Le coup d’Etat d’Erdoğan

Mais tout était prévu depuis 2016, depuis le soi-disant « coup d’Etat » du 15 juillet au sujet duquel on peut se poser beaucoup de questions tant il est évident qu’il est arrivé à point nommé pour permettre à Erdoğan de mettre en place son vrai coup d’Etat à lui, bien planifié, bien structuré pour durer : élimination des partis et candidats qui peuvent lui faire de l’ombre, contrôle quasi généralisé des médias, mainmise politique sur les tribunaux, l’armée, la police, sans oublier le Haut-Comité électoral (YSK) qui organise les élections. Sans omettre non plus la modification de la constitution, faite à son profit le 16 avril 2017.

Aujourd’hui des milliers de détenus politiques, notamment kurdes, croupissent en prison au motif fallacieux d’appartenance à une organisation terroriste, qu’ils soient élus ou cadres de partis politiques, qu’ils soient militaires, combattants, universitaires, enseignants, étudiants, avocats, journalistes, syndicalistes, cadres de santé, médecins, animateurs socio-culturels, artistes… Mais tout ce dispositif politico-judiciaire et répressif à outrance n’aurait pas suffi si Erdoğan n’avait pas su incarner un des principes fondateurs du kémalisme (« heureux celui qui se dit turc »), le nationalisme, en y ajoutant le prosélytisme religieux : « le bonheur de se proclamer musulman », comme l’écrit Olivier Bouquet, dans une tribune du Monde le 23 mai 2023.

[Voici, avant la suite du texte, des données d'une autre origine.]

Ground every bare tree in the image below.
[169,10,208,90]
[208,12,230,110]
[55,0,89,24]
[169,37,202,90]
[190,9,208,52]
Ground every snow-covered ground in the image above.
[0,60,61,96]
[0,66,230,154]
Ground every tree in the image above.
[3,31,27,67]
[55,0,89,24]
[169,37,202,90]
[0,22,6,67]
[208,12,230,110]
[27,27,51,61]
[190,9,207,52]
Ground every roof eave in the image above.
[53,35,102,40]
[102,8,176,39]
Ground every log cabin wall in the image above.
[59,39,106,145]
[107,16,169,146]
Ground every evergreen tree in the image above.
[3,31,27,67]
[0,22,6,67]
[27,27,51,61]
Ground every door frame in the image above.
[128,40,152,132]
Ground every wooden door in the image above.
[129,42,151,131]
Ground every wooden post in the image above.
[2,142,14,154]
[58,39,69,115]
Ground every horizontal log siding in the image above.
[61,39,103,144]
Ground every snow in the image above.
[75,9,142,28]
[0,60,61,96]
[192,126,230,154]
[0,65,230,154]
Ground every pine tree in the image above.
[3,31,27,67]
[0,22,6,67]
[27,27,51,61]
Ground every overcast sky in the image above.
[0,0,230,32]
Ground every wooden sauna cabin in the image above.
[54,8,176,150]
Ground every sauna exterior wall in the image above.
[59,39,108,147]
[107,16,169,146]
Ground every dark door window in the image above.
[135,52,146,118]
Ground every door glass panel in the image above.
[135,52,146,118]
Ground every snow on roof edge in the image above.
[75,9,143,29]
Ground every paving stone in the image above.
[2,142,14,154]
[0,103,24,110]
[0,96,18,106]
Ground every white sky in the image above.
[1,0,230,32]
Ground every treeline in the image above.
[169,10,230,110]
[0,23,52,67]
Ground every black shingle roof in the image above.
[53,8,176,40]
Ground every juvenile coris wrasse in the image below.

Face à Erdoğan, la résistance du peuple kurde se poursuivra.

Le peuple kurde, son histoire millénaire est là pour en témoigner, a toujours résisté à l’oppression, quitte à se réfugier à la montagne pour revenir plus fort et revendiquer ses droits culturels et politiques. Le Conseil démocratique kurde en France (CDK-F), porte-parole pour la cause kurde en France, lance un appel pour résister ensemble :

Nous tenons à affirmer haut et fort que la résistance kurde ne faiblira pas. Nous ne serons pas réduits au silence. Nous ne serons pas effacés. Nous continuerons à nous battre pour nos droits fondamentaux, pour notre survie et pour notre liberté. Il est essentiel que la communauté internationale prenne conscience des menaces que pose le nouveau régime turc extrémiste et salafiste à la démocratie, à la liberté, à la stabilité régionale et internationale, et aux droits fondamentaux des peuples de la région. Nous appelons l’opinion publique française, les partis politiques, les organisations associatives et syndicales à se joindre à notre résistance, à soutenir notre lutte pour la justice et la démocratie, et à condamner la répression du peuple kurde en Turquie et dans les autres parties du Kurdistan.

Le peuple kurde a toujours lutté pour défendre ses droits, y compris les armes à main. Mais la lutte armée, nécessaire, légitime, n’est pas une fin en soi. L’objectif est la paix. Ça passe nécessairement par des négociations entre belligérants, mais c’est aux forces politiques, sociales, économiques, culturelles, d’en préparer le contenu. Elles existent, à commencer par tous ces hommes et toutes ces femmes embastillés qui font de ces lieux de détention la plus grande université de Turquie. Pour que cette paix soit « une paix juste et durable », il faudra que les deux parties acceptent de faire des concessions et de réduire les antagonismes résiduels, ceux qui n’auraient pas trouvé de solutions amiables et qui risquent de faire rebondir le conflit. La pression internationale, dont celle de la France, doit exiger l’ouverture immédiate de négociations, sous l’égide de médiateurs acceptés par les deux parties. La pression doit être puissante, continue sur un dictateur fourbe et rusé qui ne connait que les rapports de force. La France doit réviser sa politique. La libération de tous les détenus politiques doit être une des priorités. Les vrais amis des Kurdes agiront aussi dans ce sens.